If you grew up in the suburbs going home is no big deal. You probably never knew every one of the folks in your neighborhood. It is even less likely that you knew most of the people that lived in a several mile circle around you. So, for the indigenous suburbanite, going home means visiting your parents in the house you grew up in.
It’s another thing to go home if you grew up in the country. That’s what it’s like for me to go home. Once we get off the main highway onto the winding roads through the hills of Western Pennsylvania the memories start coming back.
First it’s the little town that I used to stop at to get gas and eat. Then it’s the huge hill with a Country Music radio station at the top with a hotel and restaurant across from it. I ate at the restaurant once and the food was lousy. It looks like it has changed owners a few times since then. I don’t care to risk the food again.
As we get closer in the memories begin to come more rapidly. Here’s the town that I used to work in during the summer. The place where a truck turned over once and we collected scattered wooden pallets. There used to be an antique store on the one side with a hardware and auto parts store in it.

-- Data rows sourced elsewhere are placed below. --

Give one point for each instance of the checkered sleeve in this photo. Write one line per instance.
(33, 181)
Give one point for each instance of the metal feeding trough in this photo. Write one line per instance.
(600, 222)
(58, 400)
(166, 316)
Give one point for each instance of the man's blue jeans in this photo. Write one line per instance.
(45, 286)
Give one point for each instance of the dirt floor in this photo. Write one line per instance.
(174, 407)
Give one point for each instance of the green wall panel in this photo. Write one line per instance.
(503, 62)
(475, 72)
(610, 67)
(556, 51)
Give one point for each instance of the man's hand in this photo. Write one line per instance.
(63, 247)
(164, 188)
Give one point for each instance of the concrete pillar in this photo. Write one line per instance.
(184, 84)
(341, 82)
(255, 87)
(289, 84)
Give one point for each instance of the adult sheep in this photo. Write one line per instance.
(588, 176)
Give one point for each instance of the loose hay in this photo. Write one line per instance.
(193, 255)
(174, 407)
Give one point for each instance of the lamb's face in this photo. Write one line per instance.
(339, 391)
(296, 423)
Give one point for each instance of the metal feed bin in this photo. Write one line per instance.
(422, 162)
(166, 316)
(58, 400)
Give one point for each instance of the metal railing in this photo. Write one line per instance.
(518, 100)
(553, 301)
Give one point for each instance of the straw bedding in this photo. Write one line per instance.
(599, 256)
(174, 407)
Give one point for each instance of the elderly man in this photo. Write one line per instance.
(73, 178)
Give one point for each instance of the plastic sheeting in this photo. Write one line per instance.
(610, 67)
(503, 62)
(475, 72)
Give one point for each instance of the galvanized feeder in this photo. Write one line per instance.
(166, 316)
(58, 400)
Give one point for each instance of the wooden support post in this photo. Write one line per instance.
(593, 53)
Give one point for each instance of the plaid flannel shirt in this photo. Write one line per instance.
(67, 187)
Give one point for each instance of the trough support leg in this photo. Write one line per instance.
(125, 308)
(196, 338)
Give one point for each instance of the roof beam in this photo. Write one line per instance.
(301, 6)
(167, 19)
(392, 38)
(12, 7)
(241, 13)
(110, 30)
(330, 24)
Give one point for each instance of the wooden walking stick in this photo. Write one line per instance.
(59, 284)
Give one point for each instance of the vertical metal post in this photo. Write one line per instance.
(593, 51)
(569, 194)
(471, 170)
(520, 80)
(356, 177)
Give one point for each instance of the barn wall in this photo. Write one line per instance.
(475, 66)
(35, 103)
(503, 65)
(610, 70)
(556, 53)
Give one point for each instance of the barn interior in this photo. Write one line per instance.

Those are closed now. Come to think of it, it’s a wonder they ever stayed open so long at such a distance from town.
Then to see the fast food restaurant closed in the next town, remembering stops for food on the way home from sporting events. Now I wonder where you can get a cheap burger anymore. Some houses look run down, some look a little better. Everything looks different and the same at the same time.
Once we get within a few miles of my house–the only one I lived in until I went to college–most of the houses are familiar. There’s the one with the crossed skis hanging on it. It has changed colors, but still the same. The houses next to it look a little worse for wear and they were shabby to begin with. I remember the names of most of the residents, at least the ones that lived there a decade ago. Some of them moved on, some dead, some probably still there.

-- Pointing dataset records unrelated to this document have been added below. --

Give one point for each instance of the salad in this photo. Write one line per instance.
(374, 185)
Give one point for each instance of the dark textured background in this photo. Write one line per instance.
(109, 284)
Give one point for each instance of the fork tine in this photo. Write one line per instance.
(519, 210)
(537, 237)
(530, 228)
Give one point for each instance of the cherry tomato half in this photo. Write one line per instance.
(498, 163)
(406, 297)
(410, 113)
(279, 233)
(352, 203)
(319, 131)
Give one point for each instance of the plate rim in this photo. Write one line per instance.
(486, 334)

I remember the times I rode my bike down that hill and walked it up the next. I remember picking up pop cans along many stretches of the road because I could earn a nickel for them. It took a while, but you could earn some money that way.
This is what it feels to be from Lake Wobegon. Instead of getting there with a little bump as you cross into Mist County--which doesn’t show up on any maps--I can get directions on my phone as long as I can get signal--which isn’t a given. The geography is different between Lake Wobegon and my hometown, but the stories all sound about the same.

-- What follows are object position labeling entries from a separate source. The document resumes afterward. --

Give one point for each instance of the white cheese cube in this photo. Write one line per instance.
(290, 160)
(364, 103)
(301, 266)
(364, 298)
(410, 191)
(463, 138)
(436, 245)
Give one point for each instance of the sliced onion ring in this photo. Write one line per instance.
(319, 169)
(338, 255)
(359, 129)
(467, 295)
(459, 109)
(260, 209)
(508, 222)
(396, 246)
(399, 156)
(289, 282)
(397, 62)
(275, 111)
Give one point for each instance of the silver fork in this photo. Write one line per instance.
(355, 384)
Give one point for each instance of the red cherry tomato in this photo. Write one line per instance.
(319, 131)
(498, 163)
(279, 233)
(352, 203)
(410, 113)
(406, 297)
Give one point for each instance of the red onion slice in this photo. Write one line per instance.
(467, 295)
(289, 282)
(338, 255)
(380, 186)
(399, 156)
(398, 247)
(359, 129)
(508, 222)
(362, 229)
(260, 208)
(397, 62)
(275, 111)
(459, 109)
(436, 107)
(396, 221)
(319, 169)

Much like Garrison Keillor’s fictional town, the big news is the weather, the neighbors, and the local news. It’s a long way from Raleigh, North Carolina where terrorism, the global economy, and many social ills seem to be on the doorstep. Visits home make moving to the middle of nowhere seem like an option, at least for a little while.
But then the reality sets in. The nearest bookstore is 45 minutes away and most places like this don’t need someone with a PhD. And then, it gets old when too many people know your business and you get questions at the store, at work, and at school about why you cut a tree down. Was it rotted? Are you going to use it for firewood? How are you going to get the stump out?
The first explanation is fine, the fourth alright. By the twentieth you start to wonder whether Mrs. Granger would call the police if you told her you wanted the stump dug up as cover for the grave of the guy from the city you caught hunting on your land.
But you don’t tell her that. You just smile and talk about how it was leaning toward the house and killing the grass. And life goes on about the same as it ever did.